Several historical markers in Kentucky still commemorate that notorious career.

On this day..

5 thoughts on “1865: Marcellus Jerome Clarke, “Sue Mundy”

  1. Marcellus Jerome Clarke never dressed as a female. He had a girl friend whose photos appear in my book “Confederate Guerrilla Sue Mundy.” Capt. William Clarke Quantrill was a Confederate soldier, a better-than-average poet and courted a Nelson County, Ky. girl, but the family said she wasn’t interested in him. Her photo is also in the Sue Mundy book.
    Thomas Shelby Watson watsontom96@yahoo.com

  2. I wrote Confederate Guerrilla Sue Mundy, published by McFarland, with Perry A. Brantley. I helped Frank Rankin with the wording of the historical marker near the site of Clarke’s hanging. I disagreed with some of the wording, but it is basically correct.

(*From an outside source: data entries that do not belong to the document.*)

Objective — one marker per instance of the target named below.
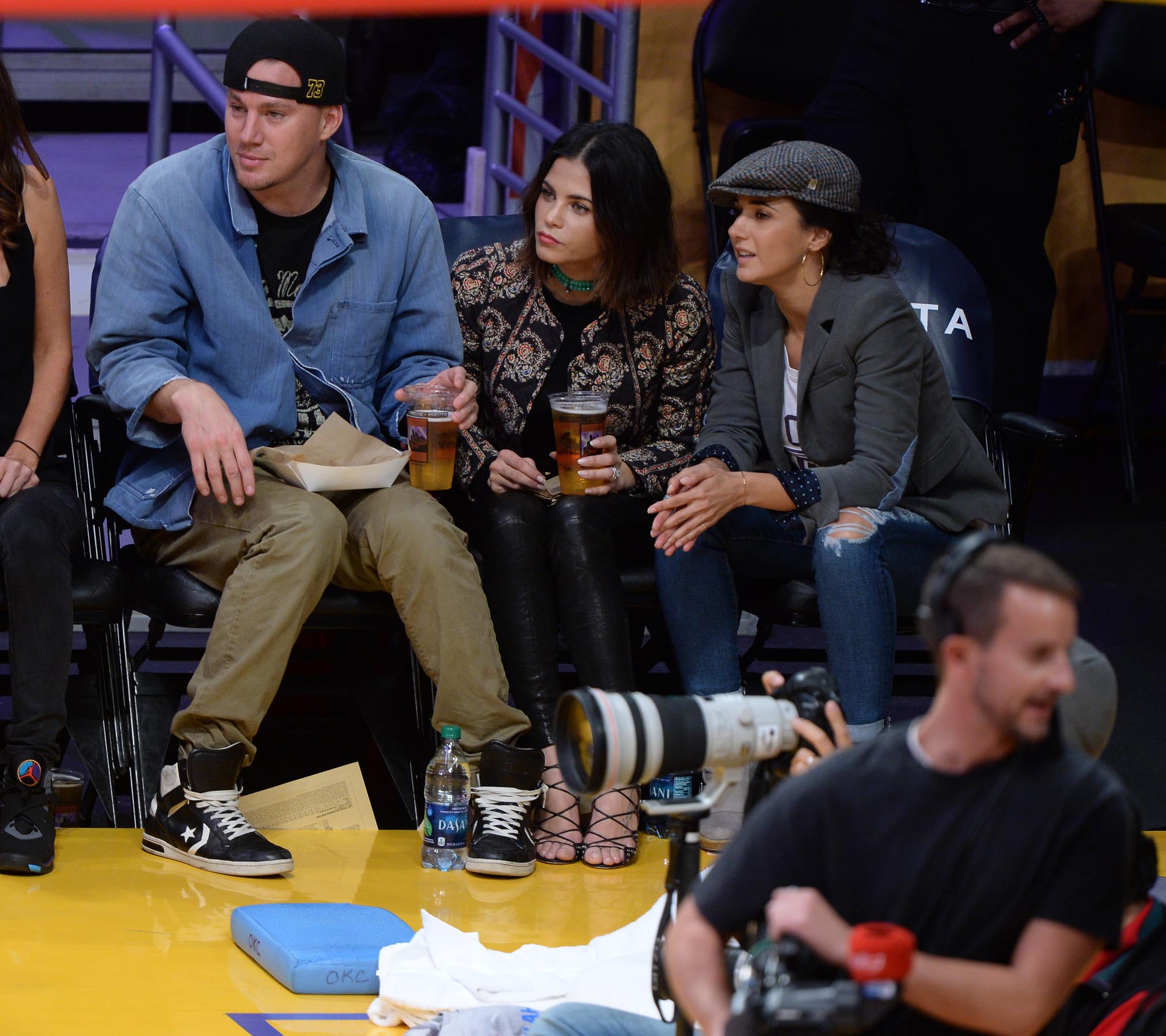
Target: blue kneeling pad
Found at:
(318, 948)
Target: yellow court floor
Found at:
(118, 942)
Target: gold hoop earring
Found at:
(821, 273)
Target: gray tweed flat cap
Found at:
(792, 169)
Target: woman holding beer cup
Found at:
(587, 337)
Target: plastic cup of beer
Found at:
(432, 435)
(579, 418)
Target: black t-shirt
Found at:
(538, 433)
(285, 245)
(964, 862)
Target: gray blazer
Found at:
(875, 415)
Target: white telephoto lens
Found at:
(743, 729)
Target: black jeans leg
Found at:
(40, 530)
(589, 536)
(510, 532)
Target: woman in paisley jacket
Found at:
(591, 300)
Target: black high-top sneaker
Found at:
(511, 783)
(27, 833)
(194, 817)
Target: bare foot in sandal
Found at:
(612, 838)
(556, 828)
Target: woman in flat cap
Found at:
(591, 300)
(831, 441)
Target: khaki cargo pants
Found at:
(272, 559)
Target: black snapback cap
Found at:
(313, 52)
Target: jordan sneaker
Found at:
(27, 833)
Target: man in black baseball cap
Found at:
(252, 287)
(285, 81)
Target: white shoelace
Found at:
(223, 808)
(503, 809)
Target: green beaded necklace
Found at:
(571, 284)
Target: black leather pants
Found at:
(549, 568)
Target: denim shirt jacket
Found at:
(180, 295)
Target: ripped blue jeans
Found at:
(861, 566)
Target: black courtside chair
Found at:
(1128, 63)
(170, 597)
(953, 306)
(101, 601)
(778, 52)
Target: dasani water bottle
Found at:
(447, 803)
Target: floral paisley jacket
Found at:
(655, 360)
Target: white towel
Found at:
(445, 969)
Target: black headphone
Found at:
(937, 610)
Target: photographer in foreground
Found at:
(975, 829)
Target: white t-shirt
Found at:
(789, 439)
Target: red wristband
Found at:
(879, 953)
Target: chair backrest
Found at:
(947, 293)
(1130, 53)
(461, 233)
(779, 51)
(94, 385)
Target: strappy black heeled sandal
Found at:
(556, 838)
(631, 796)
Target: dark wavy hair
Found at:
(12, 173)
(632, 210)
(859, 244)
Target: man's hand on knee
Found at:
(215, 441)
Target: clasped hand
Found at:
(696, 500)
(14, 477)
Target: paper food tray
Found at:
(328, 478)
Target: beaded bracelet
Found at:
(32, 449)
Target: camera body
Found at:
(784, 988)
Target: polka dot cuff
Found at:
(803, 486)
(717, 452)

I think about all the people who read the marker but have no idea what it means or how important it is. Clarke was a bad boy, but he was a dedicated Confederate soldier. Too bad he never knew that he was being made a scapegoat by George Prentice of the Louisville Journal. Prentice picked Clarke to be the object of the “Sue Mundy” tale at random from several former men of Morgan. Clarke never dressed in women’s clothing.
    Thomas Shelby Watson

    • Hi Thomas,

      I’m a writer as well; mostly true crime but some history (2 books on Custer). I’m also from Louisville Kentucky and am very familiar with the location where “Mundy” was hanged.

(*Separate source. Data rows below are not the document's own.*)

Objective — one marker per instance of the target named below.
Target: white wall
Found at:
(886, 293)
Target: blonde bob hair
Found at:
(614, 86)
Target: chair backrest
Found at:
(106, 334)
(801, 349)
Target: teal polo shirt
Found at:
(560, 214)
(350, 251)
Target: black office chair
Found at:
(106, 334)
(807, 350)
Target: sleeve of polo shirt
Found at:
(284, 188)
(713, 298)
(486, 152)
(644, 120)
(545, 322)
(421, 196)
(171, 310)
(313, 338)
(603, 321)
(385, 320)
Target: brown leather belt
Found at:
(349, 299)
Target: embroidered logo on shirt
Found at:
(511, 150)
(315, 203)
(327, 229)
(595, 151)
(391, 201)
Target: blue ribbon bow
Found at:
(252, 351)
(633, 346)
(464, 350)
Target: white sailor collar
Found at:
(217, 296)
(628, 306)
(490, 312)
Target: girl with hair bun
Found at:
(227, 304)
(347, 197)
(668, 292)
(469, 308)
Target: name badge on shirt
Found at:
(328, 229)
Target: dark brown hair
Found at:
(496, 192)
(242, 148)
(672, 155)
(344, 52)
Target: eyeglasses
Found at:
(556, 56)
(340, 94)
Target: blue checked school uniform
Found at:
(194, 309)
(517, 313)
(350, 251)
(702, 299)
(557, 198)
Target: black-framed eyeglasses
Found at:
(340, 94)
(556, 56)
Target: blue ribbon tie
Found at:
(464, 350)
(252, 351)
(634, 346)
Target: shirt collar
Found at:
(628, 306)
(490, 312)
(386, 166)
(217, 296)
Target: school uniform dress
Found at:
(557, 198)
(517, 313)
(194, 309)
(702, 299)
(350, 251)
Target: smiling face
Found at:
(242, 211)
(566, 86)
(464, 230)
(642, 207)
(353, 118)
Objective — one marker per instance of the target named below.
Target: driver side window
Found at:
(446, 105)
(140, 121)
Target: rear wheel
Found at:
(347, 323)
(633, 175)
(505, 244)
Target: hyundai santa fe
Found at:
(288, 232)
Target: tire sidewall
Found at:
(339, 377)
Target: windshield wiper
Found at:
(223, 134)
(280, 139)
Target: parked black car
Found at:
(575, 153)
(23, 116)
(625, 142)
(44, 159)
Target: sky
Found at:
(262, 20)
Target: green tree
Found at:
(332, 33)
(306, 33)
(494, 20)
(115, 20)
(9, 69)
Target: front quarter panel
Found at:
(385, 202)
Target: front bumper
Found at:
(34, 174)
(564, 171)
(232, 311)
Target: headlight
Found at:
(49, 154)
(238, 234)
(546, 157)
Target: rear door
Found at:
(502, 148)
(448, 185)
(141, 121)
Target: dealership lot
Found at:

      I haven’t read your book, but I’m sure you know that William Clarke Quantrill died just a few blocks up Broadway from the hanging site, at the military prison/ hospital at 10th and Broadway. And it may be that Mundy was being housed there as well.

      Quantrill was buried at the cemetery at 26th Street and Duncan. His skeleton was later moved but some of the bones crumbled and remained in the grave.

      Anyway, I’ll probably be picking up a copy of your book.

      Kevin Sullivan

  3. I am researching a Samuel Beale of Jefferson County, KY. He may have been the son or adopted son (nephew) of Norborne Beale of Spring Station, KY. I read under a list of Confederate prisoners that Samuel Beale was a “rebel aider” (possibly a Rebel Raider like “Sue Munday” Clarke?)

    My question is: Is there a list of the men who helped Marcellus Jerome Clarke?

    Samuel Beale married Elizabeth DuVal of Bardstown, KY on Oct. 2, 1833 (according to KY marriage records). There is a Confederate monument in Bardstown that lists solders who died from there, and there are 17 buried by the monument who were unable to be identified. Could Samuel Beale have been one of these men? I have been unable to find any burial site for him.

  4. The location where Mundy was housed before he was dispatched from this mortal coil, was the military prison on the north side of Broadway at 10th Street. And while the military did conduct some executions at this site, Mundy was taken by wagon to a field at 18th Street and Broadway, and hanged on a newly-built scaffold.

    This 10th and Broadway location was also the site of the military prison hospital, and so when the infamous William Clarke Quantrill was wounded in May of 1865 near Taylorsville, KY, he was taken by wagon to this prison where Mundy had been kept, and placed within the prison hospital, where he languished in pain until he died on June 6, 1865.

    Today, the site of this once military prison/hospital is a large, empty paved parking lot. And because there isn’t a building getting in the way, as it were, it’s easy to envision what it all looked like at the close of the Civil War. Most folks passing this spot have no idea what happened here, but I can’t pass it without thinking about it.